Google takes on Spotify and iTunes with $9.99 music streaming service

Google Play Music All Access (slide 001)

The Internet giant kicked off its annual Google I/O developer conference with a three-hour long (!) keynote at San Francisco’s Moscone West, the same venue Apple reserved for its own five-day event next month. During the keynote, Google executives announced a much-rumored streaming music service that’s bound to give headache to the likes of Spotify, Rdio and Pandora.

Dubbed somewhat confusingly Google Play Music All Access, Google’s Android executive Chris Yerga noted on stage that “music unites us” and is “universal”. And with computing and mobile devices intertwined into our lives “there’s potential to bring that joy together.” Go past the fold for full details…
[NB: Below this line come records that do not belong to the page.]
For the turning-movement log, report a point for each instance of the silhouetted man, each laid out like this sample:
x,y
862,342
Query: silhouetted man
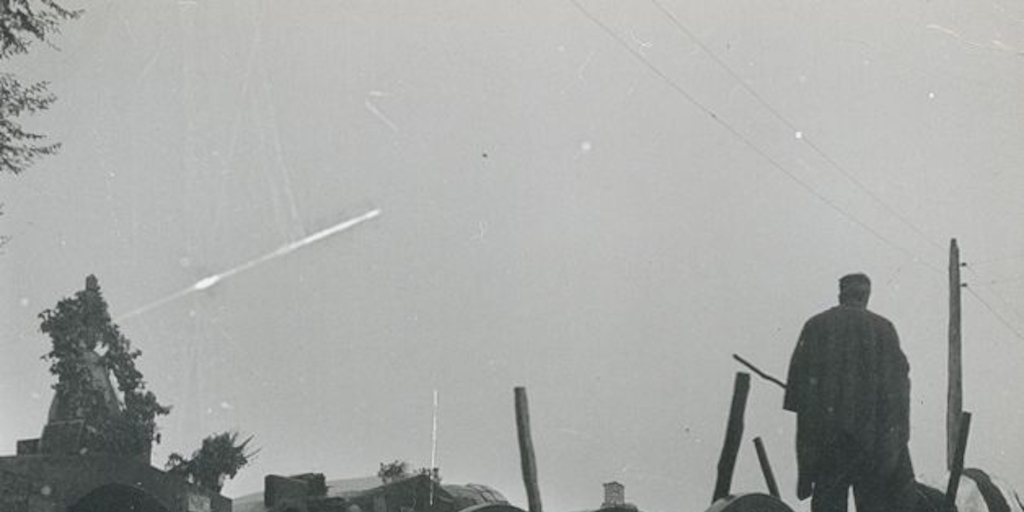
x,y
849,385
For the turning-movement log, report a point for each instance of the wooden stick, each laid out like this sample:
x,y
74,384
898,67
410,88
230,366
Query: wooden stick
x,y
733,434
526,451
758,371
957,468
766,467
954,391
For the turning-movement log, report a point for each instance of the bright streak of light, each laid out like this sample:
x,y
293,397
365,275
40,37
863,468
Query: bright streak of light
x,y
211,281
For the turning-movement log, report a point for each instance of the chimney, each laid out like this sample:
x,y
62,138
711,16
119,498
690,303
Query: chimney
x,y
614,495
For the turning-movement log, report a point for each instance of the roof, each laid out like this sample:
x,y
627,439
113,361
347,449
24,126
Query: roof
x,y
465,495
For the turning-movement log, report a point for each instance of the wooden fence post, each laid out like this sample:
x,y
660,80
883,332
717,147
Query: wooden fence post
x,y
526,451
733,435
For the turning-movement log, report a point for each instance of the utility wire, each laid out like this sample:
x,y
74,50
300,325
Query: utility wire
x,y
1006,302
788,124
995,313
740,137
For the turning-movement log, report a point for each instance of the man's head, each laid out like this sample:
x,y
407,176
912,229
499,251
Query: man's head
x,y
854,290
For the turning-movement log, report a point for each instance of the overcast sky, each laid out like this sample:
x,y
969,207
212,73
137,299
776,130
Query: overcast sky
x,y
598,201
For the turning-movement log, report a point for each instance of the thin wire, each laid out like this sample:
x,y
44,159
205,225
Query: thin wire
x,y
810,143
1006,302
995,313
998,260
739,136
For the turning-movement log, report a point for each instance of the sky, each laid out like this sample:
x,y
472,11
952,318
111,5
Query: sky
x,y
598,201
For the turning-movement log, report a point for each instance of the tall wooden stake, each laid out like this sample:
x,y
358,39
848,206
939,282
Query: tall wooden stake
x,y
766,467
733,435
957,467
954,394
526,451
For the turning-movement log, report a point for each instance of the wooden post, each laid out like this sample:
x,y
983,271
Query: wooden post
x,y
957,467
526,451
733,435
766,467
954,396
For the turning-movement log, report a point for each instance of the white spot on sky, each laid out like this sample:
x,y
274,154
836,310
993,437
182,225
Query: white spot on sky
x,y
207,283
641,44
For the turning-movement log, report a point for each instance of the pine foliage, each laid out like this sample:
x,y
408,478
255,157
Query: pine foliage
x,y
24,23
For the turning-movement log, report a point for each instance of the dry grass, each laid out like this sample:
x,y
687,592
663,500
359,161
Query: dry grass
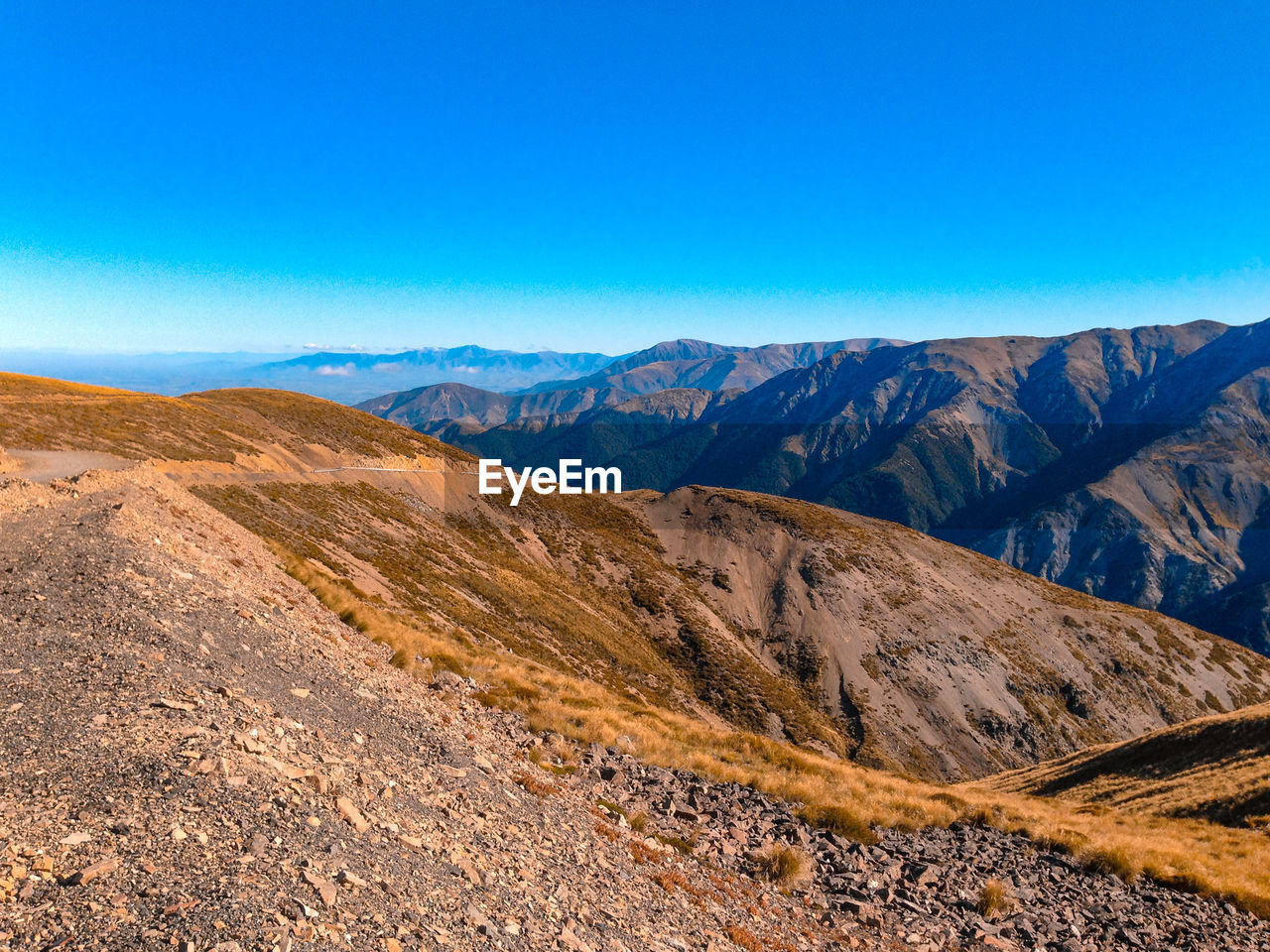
x,y
508,622
536,785
1194,855
744,938
1214,769
994,898
783,864
841,821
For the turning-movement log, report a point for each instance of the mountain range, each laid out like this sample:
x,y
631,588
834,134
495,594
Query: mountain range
x,y
1130,465
344,376
310,654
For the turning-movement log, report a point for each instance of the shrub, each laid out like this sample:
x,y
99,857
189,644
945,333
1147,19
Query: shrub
x,y
1111,861
744,938
993,897
781,864
839,821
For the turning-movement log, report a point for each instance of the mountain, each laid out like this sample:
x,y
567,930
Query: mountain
x,y
344,377
698,363
325,683
1215,769
847,635
1132,465
674,365
195,746
349,377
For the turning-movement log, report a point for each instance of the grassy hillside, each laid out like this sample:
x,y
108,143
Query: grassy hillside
x,y
1215,769
581,615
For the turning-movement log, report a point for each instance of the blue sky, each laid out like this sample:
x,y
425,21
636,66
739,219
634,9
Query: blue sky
x,y
601,176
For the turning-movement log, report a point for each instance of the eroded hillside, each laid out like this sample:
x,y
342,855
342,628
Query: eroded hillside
x,y
848,636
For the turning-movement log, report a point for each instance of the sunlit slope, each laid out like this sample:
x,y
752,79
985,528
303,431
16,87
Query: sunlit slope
x,y
1215,769
851,636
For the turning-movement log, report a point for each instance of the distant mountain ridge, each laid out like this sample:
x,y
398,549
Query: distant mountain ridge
x,y
674,365
331,375
1133,465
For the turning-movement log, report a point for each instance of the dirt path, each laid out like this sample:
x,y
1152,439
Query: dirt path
x,y
49,465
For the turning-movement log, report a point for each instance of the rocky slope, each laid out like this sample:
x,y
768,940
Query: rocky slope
x,y
1214,767
197,756
849,636
1127,463
457,411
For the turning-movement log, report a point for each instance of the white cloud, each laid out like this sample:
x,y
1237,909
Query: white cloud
x,y
329,370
In exchange for ten bucks a month, Google Play Music All Access let you stream songs from Google’s catalog of million tracks. The service will be available on the web at play.google.com (via any standard web browser) and as a native app for Android devices (no mention of an iOS build yet).

Google Play Music All Acces (The Verge 002)

“What if we gave you access to millions of tracks, in addition to your iTunes library?”, Yerga asked his audience?

Indeed, the All Access thing combines your existing music collection and the millions of songs available for streaming into one massive database that you can explore quickly by tapping the power of built-in Google search.

“We’re Google, so there’s always Search at the top,” Yerga quipped.

In addition to streaming, you can buy any streamed song with a tap and own it forever.

Another killer feature: radio without rules.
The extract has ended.